Mode d’authentification

By default the catalog uses the internal database for user management and authentication. However there are some other authentication mechanisms available:

Configuration du LDAP

To enable LDAP, setup authentication by including WEB-INF/config-security/config-security-ldap.xml in WEB-INF/config-security/config-security.xml, uncommenting the following line:

<import resource="config-security-ldap.xml"/>

The LDAP configuration is defined in WEB-INF/config-security/config-security.properties, you can then configure your environment updating the previous file or overriding the properties in the file WEB-INF/config-security/config-security-overrides.properties.

  1. Define the LDAP connection:

    • ldap.base.provider.url: This tells the portal where the LDAP server is located. Make sure that the computer with the catalog can hit the computer with the LDAP server. Check to make sure that the appropriate ports are opened, etc.

    • ldap.base.dn: this will usually look something like: “dc=organizationnamehere,dc=org”

    • ldap.security.principal & ldap.security.credentials: Define LDAP administrator user to use to bind to LDAP. If not define, an anonymous bind is made. Principal is the username and credentials property the password.

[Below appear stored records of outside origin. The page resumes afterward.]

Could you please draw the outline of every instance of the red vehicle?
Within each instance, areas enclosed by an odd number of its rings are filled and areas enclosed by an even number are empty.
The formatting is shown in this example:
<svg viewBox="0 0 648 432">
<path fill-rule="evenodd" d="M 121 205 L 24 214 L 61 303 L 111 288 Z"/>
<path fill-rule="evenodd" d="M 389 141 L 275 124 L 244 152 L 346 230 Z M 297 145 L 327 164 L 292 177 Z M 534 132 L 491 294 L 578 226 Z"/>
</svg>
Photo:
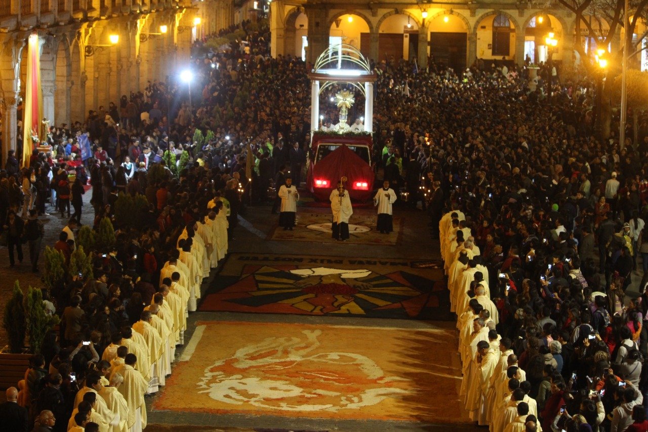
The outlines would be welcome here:
<svg viewBox="0 0 648 432">
<path fill-rule="evenodd" d="M 370 134 L 313 133 L 307 181 L 316 200 L 329 200 L 338 182 L 346 177 L 345 187 L 351 198 L 366 201 L 373 189 L 373 143 Z"/>
</svg>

    # LDAP security properties
    ldap.base.provider.url=ldap://localhost:389
    ldap.base.dn=dc=fao,dc=org
    ldap.security.principal=cn=admin,dc=fao,dc=org
    ldap.security.credentials=ldap
    

    To verify that you have the correct settings, try to connect to the LDAP server using an LDAP browser application.

  2. Define where to find users in LDAP structure for authentication:

    • ldap.base.search.base: this is where the catalog will look for users for authentication.

    • ldap.base.dn.pattern: this is the distinguished name for the user to bind with. {0} is replaced by the user name typed in the sign in screen.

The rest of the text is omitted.